Turbulences dans la coalition alliée
Le chancelier Olaf Scholz donne son feu vert à la livraison de chars Leopard 2 à l’Ukraine. Mais les tensions qui ont précédé cette issue laisseront des traces. Et pendant ce temps, une affaire de corruption ternit le sérieux des dirigeants d’Ukraine…
Sésame pour la reconquête par l’Ukraine des territoires conquis par la Russie ou escalade pour précipiter le conflit dans une autre dimension, la livraison de chars lourds à l’Ukraine est élevée au rang de tournant majeur potentiel dans la guerre. Comme le Leopard 2 allemand est le plus accessible tant sur le plan du maniement que de la fourniture pour répondre à l’attente de Kiev, c’est sur le chancelier Olaf Scholz que la pression est exercée par les partisans de l’aide inconditionnelle à l’Ukraine.
Elle a été interne et externe et a produit des effets: le 25 janvier, le chef du gouvernement allemand a accepté de livrer des Leopard 2 à Kiev et a autorisé d’autres pays de faire de même. La Pologne, principale puissance européenne exposée par la géographie à la menace russe, est à l’avant-garde de la campagne pour livrer les chars lourds. Elle dispose d’un solide stock (247) et était prête à faire traverser la frontière à certains d’entre eux. Mais, règles commerciales obligent, elle ne pouvait agir qu’avec l’autorisation de Berlin.
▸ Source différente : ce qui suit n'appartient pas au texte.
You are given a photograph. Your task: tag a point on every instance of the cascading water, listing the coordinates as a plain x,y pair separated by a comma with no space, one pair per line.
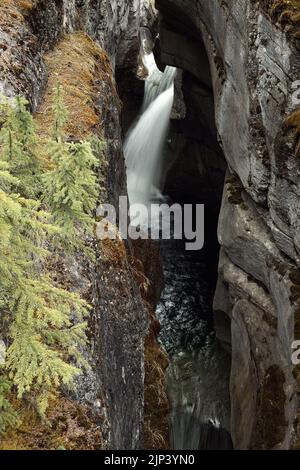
145,142
199,371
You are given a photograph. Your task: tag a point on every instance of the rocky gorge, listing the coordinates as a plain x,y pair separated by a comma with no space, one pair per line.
233,145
Elle en a donc fait la demande officielle. Non sans avoir sermonné son «frileux» voisin. «Des preuves de crimes de guerre de l’armée russe peuvent être vues à la télévision et sur YouTube. De quoi l’ Allemagne a-t-elle besoin de plus pour ouvrir les yeux et commencer à agir conformément à son potentiel?», a lâché le Premier ministre Mateusz Morawiecki, le 22 janvier.
On jaugera l’ampleur des dégâts que ce débat aura produits sur la crédibilité des Occidentaux à la façon dont se passeront in fine les livraisons.
Les hésitations d’Olaf Scholz résultaient aussi de divergences intestines. Si la Pologne veut fournir des Leopard à l’armée ukrainienne, «nous ne nous y opposerons pas», a assuré la ministre allemande des Affaires étrangères, Annalena Baerbock. Son collègue de la Défense, fraîchement nommé, Boris Pistorius, s’était montré plus prudent: «Nous devons réfléchir soigneusement à ce que nous pouvons faire», tout en assurant que l’ Allemagne aiderait l’Ukraine à gagner la guerre. Cette différence de ton traduisait les divisions au sein de la coalition au pouvoir en Allemagne entre les Verts, et au premier chef leurs leaders au sein du gouvernement Annalena Baerbock et le vice-chancelier en charge de l’Economie et du Climat Robert Habeck, et les libéraux du FDP, favorables à l’autorisation d’envoi des chars, et les sociaux-démocrates du parti d’Olaf Scholz, qui y sont plus réticents.
Plus la discussion avançait, plus on comprenait qu’ avec ou sans l’aval de Berlin, Varsovie était bien décidée à monter en gamme dans l’armement de l’Ukraine. Un coup de pression supplémentaire sur le chancelier allemand. On jaugera l’ampleur, limitée ou profonde, des dégâts que ce débat aura produits sur la crédibilité des Occidentaux à la façon dont se passeront in fine les livraisons.
La crédibilité de la partie ukrainienne est sans doute aussi un des objectifs poursuivis par l’annonce, à Kiev, le 24 janvier, de la démission de trois hauts responsables soupçonnés de corruption dans le cadre de contrats d’achat à des prix gonflés de provisions à destination de l’armée. L’importance de leur fonction (le vice-ministre de la Défense, le chef-adjoint de l’administration présidentielle, un procureur général adjoint) situe la gravité de l’affaire dans un pays réputé de longue date «expert» en la matière. La «bonne» nouvelle est que ces actes ont été dénoncés par le sommet de l’Etat. La mauvaise est que de telles pratiques puissent perdurer même en temps de guerre. «Ignorer la guerre est un luxe que personne ne peut se permettre», a rappelé Volodymyr Zelensky. Sale temps pour l’Ukraine et ses alliés.